O’Regan comenzó como fotógrafo autodidacta a finales de la década de 1970, documentando la escena punk de Londres. Su relación con Bowie comenzó de manera decisiva en 1983, cuando fue contratado como fotógrafo oficial de la gira Serious Moonlight. La instrucción que recibió fue sencilla: fotografiarlo todo. Esa libertad terminó convirtiéndose en una relación profesional excepcional que se prolongó durante las giras de 1987 y 1990, con alrededor de 200 conciertos documentados.

Pero el archivo no se limita a las fotografías de conciertos. Una de las características que distingue el trabajo de O’Regan es el acceso que tuvo a Bowie cuando no estaba interpretando el personaje público que millones de personas conocían. Las imágenes muestran al músico en barcos, durante viajes, detrás de escena, en ciudades extranjeras y en momentos de descanso, ofreciendo una visión mucho más cotidiana del artista. Entre las fotografías aparecen escenas en Bangkok, Australia, Berlín, Singapur y otras ciudades vinculadas con sus recorridos internacionales.
Una de las imágenes más llamativas muestra a Bowie en Bangkok, en 1983, descansando sobre una embarcación. O’Regan recordó aquella escena como uno de los momentos más extraños de su carrera: apenas una década antes había asistido al concierto que marcó el final de Bowie como Ziggy Stardust y, años después, se encontraba prácticamente encima del artista tomando fotografías durante un viaje por Tailandia.

La historia personal del fotógrafo explica buena parte de la intensidad de este archivo. En 1973, O’Regan asistió al último concierto de Bowie como Ziggy Stardust en el Hammersmith Odeon de Londres. Aquella experiencia cambió su vida profesional. Según recordó, salió del teatro convencido de que quería dedicarse a la fotografía. Abandonó posteriormente su trabajo como suscriptor de seguros y comenzó una carrera que, una década después, lo llevaría a acompañar al mismo artista que había despertado aquella decisión.
La exposición también representa una transformación tecnológica de ese archivo histórico. “Bowie: Unseen | Unheard” no presenta las fotografías simplemente colgadas en una sala, sino que las convierte en una experiencia audiovisual inmersiva.
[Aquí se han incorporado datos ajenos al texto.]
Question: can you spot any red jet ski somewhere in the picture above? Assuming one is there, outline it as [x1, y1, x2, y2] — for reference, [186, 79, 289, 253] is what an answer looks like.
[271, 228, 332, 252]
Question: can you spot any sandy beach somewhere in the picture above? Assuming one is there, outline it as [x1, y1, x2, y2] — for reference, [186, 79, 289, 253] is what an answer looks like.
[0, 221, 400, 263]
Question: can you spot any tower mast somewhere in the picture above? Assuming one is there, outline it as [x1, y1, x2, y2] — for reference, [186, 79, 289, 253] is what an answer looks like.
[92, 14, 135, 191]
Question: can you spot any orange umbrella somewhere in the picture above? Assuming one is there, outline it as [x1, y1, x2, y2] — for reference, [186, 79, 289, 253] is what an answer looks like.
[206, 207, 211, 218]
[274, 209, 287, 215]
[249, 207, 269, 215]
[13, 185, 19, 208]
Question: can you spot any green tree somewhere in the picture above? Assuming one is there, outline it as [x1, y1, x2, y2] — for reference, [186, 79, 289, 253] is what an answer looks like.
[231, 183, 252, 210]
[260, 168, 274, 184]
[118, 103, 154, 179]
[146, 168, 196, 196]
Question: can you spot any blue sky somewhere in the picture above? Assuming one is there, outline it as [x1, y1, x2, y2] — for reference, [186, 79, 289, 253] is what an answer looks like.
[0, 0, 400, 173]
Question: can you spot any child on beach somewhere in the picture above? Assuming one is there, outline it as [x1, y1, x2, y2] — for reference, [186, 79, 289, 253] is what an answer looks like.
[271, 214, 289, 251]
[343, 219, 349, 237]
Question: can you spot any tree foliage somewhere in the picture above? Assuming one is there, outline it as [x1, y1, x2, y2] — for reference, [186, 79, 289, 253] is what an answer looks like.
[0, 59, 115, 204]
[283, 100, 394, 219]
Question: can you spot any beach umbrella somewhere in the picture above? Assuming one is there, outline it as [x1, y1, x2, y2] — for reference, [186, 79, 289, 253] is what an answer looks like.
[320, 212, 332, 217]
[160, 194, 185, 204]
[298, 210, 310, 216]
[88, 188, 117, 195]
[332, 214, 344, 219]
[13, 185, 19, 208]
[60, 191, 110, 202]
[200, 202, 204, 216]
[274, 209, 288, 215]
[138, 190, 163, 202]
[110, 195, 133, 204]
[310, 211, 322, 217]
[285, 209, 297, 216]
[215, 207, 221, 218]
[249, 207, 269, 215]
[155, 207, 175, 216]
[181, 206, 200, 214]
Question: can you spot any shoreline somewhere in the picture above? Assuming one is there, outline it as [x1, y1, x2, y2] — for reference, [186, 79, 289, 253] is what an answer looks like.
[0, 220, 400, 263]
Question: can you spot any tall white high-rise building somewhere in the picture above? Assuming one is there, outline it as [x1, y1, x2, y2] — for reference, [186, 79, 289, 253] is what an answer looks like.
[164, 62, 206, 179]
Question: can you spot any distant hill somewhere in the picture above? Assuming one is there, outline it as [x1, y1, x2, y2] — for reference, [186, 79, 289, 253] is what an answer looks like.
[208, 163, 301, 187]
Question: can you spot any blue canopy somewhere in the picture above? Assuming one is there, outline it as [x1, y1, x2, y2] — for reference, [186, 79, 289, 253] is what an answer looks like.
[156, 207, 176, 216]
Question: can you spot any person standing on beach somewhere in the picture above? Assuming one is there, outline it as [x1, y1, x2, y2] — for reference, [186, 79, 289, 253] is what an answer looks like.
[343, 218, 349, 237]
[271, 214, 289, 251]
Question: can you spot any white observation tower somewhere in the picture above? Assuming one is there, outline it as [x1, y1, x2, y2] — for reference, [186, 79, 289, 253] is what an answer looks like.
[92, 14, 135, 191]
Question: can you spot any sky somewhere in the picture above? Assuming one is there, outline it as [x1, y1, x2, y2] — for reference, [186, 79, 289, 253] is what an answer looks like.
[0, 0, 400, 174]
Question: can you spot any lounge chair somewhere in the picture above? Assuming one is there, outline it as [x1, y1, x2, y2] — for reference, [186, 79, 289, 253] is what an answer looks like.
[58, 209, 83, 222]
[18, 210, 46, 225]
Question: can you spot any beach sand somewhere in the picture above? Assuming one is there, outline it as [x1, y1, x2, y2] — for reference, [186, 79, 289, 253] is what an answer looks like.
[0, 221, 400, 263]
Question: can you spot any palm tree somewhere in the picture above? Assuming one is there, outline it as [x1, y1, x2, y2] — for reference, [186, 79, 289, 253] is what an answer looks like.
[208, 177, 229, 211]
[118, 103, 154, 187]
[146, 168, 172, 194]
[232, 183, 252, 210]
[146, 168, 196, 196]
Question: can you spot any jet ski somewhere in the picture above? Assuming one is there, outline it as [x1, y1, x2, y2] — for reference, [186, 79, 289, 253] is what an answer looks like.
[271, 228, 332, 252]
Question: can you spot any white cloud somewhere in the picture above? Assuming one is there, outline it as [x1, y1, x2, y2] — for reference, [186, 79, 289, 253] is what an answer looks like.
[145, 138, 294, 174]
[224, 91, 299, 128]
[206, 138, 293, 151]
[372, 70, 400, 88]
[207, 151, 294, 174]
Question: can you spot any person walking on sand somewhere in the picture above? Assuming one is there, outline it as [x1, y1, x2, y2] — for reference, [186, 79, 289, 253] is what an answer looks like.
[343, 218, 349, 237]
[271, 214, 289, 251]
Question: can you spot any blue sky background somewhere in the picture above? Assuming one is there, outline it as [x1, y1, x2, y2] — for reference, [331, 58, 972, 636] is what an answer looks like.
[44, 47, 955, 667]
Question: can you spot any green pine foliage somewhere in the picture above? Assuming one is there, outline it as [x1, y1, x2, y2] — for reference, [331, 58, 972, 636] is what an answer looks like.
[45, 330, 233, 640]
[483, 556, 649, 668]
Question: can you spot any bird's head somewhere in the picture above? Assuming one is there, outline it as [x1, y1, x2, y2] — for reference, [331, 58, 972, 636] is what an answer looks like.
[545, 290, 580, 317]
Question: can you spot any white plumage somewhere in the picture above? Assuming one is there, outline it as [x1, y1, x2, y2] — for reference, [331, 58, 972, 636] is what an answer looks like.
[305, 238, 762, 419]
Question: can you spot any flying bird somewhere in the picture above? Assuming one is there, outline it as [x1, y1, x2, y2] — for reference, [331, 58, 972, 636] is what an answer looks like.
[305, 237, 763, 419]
Las imágenes se proyectan en múltiples pantallas mientras un sistema de sonido espacial acompaña el recorrido con canciones de Bowie, composiciones de su histórico pianista Mike Garson, narración del propio O’Regan y un diseño sonoro desarrollado por Nick Ryan.
La instalación tiene una duración aproximada de 25 minutos y utiliza tecnología de sonido espacial para crear la sensación de que las fotografías forman parte de un entorno tridimensional. La propuesta presentada en Venecia utiliza ocho pantallas y decenas de altavoces, convirtiendo el archivo fotográfico en una narración audiovisual en la que la música y las imágenes se encuentran constantemente.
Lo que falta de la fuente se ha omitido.